Huggingface Serverless Inference

Huggingface Serverless Inference#

You can also access LLMs using Huggingface Serverless Inference Endpoints. You will need a huggingface token for this. You can search for available models and explore the rate limits.

We can define such a helper function:

def prompt_hf_inf(prompt, model="google/gemma-7b"):
    import os
    from huggingface_hub import InferenceClient
    
    client = InferenceClient(token=os.environ["HF_TOKEN"])
    
    return client.text_generation(prompt,
        model=model,
        temperature=0.7,
        top_p=0.95,
        stop_sequences=["\n\n"] 
    )

And then call it like this.

print(prompt_hf_inf("""
# A story about the rabbit in the forest
Once apon a time, the rabbit decided to 
"""))

go on a journey. The rabbit decided to go 
on a journey in order to see how the forest
was.
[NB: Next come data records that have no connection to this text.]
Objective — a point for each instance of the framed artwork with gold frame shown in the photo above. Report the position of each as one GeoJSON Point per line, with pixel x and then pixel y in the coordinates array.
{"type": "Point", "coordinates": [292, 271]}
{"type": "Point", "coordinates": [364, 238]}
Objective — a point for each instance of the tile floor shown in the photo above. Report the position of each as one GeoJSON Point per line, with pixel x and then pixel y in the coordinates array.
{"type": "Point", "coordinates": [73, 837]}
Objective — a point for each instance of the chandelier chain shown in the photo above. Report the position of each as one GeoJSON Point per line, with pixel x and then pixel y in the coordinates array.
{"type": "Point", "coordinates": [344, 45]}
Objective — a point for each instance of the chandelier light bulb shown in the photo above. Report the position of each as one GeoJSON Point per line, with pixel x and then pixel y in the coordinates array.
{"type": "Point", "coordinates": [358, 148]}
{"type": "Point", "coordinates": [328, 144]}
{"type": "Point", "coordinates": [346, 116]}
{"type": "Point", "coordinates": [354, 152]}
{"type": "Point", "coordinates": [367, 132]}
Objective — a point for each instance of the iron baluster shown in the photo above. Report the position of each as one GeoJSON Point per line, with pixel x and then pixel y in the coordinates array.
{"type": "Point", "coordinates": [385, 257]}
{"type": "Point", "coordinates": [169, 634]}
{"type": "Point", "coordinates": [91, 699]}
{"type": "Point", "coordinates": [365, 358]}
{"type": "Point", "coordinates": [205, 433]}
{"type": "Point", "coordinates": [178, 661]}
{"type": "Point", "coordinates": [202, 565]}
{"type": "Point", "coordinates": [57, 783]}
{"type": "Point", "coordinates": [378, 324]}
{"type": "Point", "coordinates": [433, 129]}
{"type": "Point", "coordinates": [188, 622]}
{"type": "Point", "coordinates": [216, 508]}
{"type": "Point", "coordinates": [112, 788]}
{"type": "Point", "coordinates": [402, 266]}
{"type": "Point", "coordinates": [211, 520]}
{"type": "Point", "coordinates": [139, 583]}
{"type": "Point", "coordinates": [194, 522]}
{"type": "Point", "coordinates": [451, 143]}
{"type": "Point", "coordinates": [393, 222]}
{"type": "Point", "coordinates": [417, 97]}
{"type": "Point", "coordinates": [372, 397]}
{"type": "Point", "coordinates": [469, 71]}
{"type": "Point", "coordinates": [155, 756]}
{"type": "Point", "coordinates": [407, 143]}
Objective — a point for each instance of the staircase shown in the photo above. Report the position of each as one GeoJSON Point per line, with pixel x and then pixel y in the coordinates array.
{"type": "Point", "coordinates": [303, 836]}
The rabbit decided to go on the journey
because he was bored. The rabbit went on the
journey and saw a bunch of trees. The rabbit 
saw a bunch of trees and was very scared. The
rabbit saw the trees and was scared because the
trees could eat him. The rabbit saw the trees 
and was scared because they were big and scary

print(prompt_hf_inf("1+3="))

print(prompt_hf_inf("The purpose of life is"))

 to be happy. In our quest for happiness, we often get caught up in the external world. We try to keep up with the Joneses, buying the latest gadgets, traveling to exotic destinations, and trying to keep up with the latest fashions.